Originally Posted by
Musician
1) If the crew rejects the takeoff, and pulls the thrust lever to idle,
and then IF one of the engines does not spool down (fast enough),
TCMA will shut it off,
because an engine that's thrusting will not help with stopping,
and it might blow the aircraft sideways off the runway as the aircraft slows and rudder authority is lost.
So that is good!
2) But that did not happen, and the crew now wants to take off anyway (why....?).
PF pushes TO/GA or slams the throttle.
Now the engine is accelerating as commanded.
TCMA does not care about acceleration.
And should you be asking that in this thread? The incident here is a landing, not a take-off.
What may have happened here was
1) engines idle on glide,
2) touchdown, PF starts reversing
3) engines run up, PF undoes reverser and moves throttle to idle
4) maybe, maybe TCMA expects engine to decelerate faster from that than it does
So it's the exact opposite of a RTO, and because the throttle ends up on idle, TCMA can trigger. But on the RRTO, it ends up at full thrust, where TCMA won't trigger.
Thanks for responding.
Didn't mean to identify the other thread. Did I?

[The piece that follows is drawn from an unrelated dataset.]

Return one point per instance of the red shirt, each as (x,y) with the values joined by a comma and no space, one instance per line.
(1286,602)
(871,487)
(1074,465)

Because TCMA Constantly monitors thrust (N1), levers, and WOW, lag times become critical, yes? How long does TCMA wait, armed with instantaneous sensor input, to shut down engines ....?
It may seem that there are some questions ?? Timing is everything... Isn't an RTO at some point an emergency landing? Then if abandoned, a TO? Maybe put thrust reverse in there....?
,
Admittedly far fetched, ..... Impossible?